彼女の加入により、やっとGK・DF・MF・FWそれぞれのポジションで核となるセンターラインの選手が固まった。各セクションがどうしても1列後方の仕事を強いられていた中、やっとポジションと役割が整理されて来たという段階。新チームはこれからが本当の船出という印象だ。
楽しみな南米風味の湯郷の攻撃
湯郷がこの日対戦した相手は、昨季2部初昇格で3位へと躍進したC大阪堺L。先発メンバーの平均が17.8歳という極度の若手偏重だが、各年代の代表チームに多数の選手を輩出しており、今季もここまで無敗(3勝2分)をキープしている実力のあるチームだ。

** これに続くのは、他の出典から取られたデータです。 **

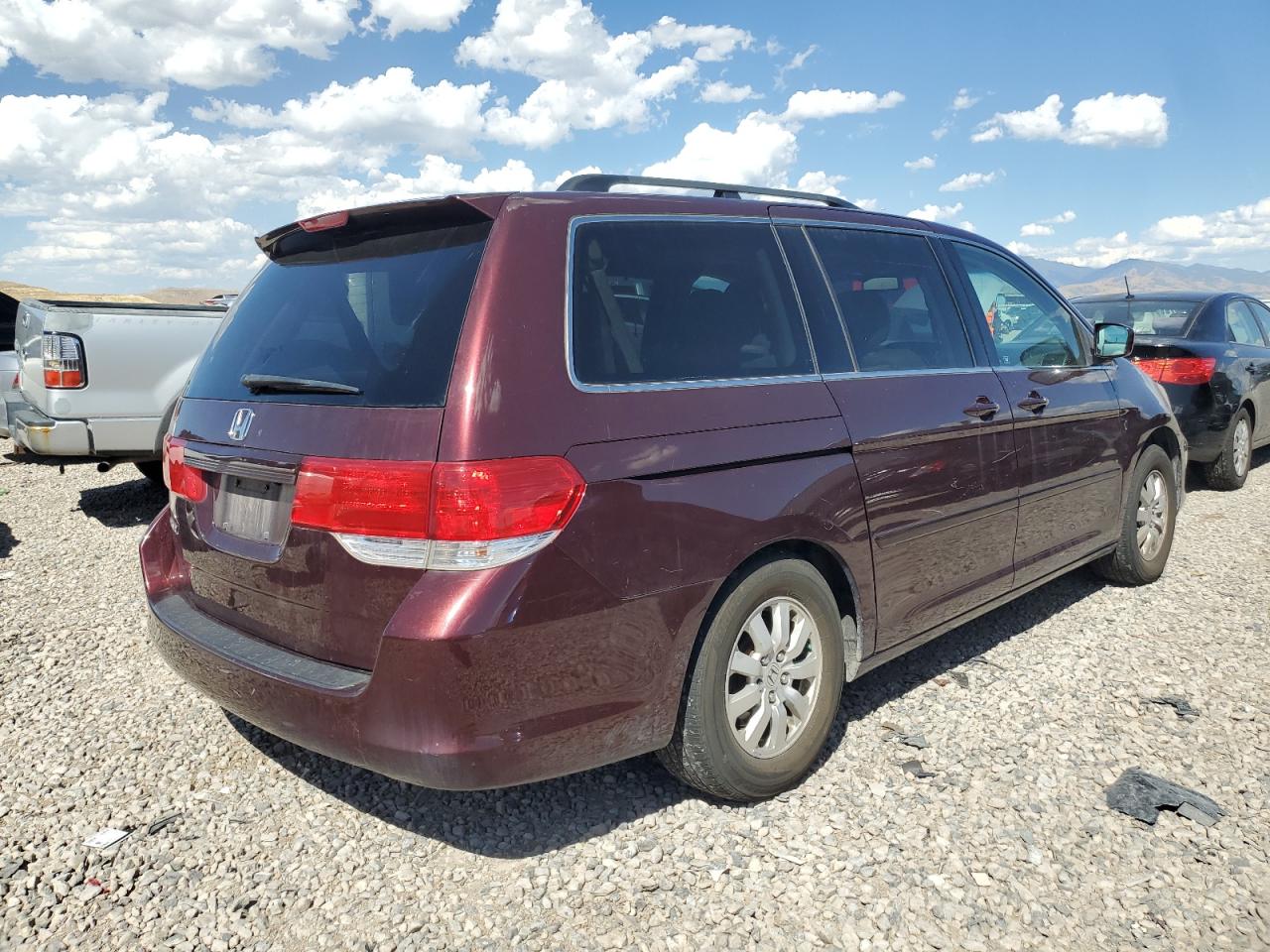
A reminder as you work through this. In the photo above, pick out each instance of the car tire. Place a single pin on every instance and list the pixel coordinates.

序盤、湯郷はいきなり最終ラインでのビルドアップで致命的なミスが出てしまい、一度は何とか防いだものの、PKを献上。これを得点ランクトップのC大阪堺Lの17歳のFW宝田沙織が決めてC大阪堺Lが先制。
その後は湯郷が最終ラインから丁寧なパスを繋ぎ、ワンタッチのショートパスとフリーランでサイドから中央へと入って来る独特の中央突破から、最後は巴月優希が抜け出してGKの脇下を抜くシュートで1ー1。続けて、FKからのオウンゴールで1-2と逆転。

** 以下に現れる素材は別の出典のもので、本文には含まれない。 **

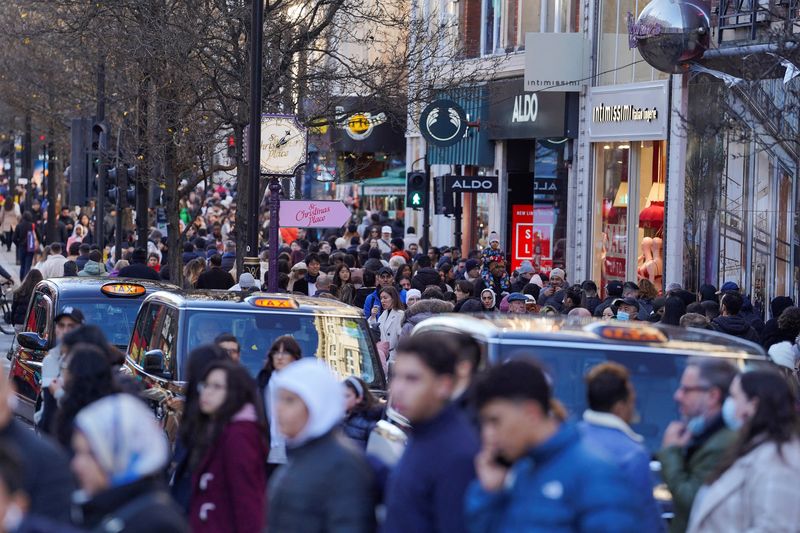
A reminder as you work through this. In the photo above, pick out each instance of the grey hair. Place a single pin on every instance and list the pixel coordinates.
(715, 372)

ただし、33分に微妙な判定で再びC大阪堺LにPKが与えられ、松原志歩が決めて2-2。直後の37分には宝田に左サイドから抜け出されて対応できずに3-2と再逆転という撃ち合いで前半を折り返した。
後半は選手交代も含めて総力戦の様相を呈し、全てを投げうった采配で、湯郷が南米のチームのようなドリブルとパスを織り交ぜながらの攻撃から再び巴月がこの日2点目となる得点で3-3と80分に追いついた。
しかし、C大阪堺Lは試合終了間際の90分にパワープレイでロングボールをゴール前に送った混戦から、最後は途中出場のFW田中智子が押し込んで4-3として決勝点。
湯郷は敗れたが、巴月が挙げた2得点はアルゼンチンのような南米テイストの仕掛けと崩しが見られた。現役時代にアルゼンチンの強豪・ボカジュニアーズに所属するなど、南米の血が流れる亘監督の“色”なのだろう。今後は面白いチームになっていく可能性を感じた。
そして何よりも上記したような、なでしこリーグ2部のレベルの高さを象徴するような攻撃的な試合で、観ていて面白い試合だった。湯郷はもちろん、各チームの多彩なチーム作りや次なる代表選手の誕生を予感させる今季のなでしこリーグ2部には大きな期待と楽しみをもって観戦したい!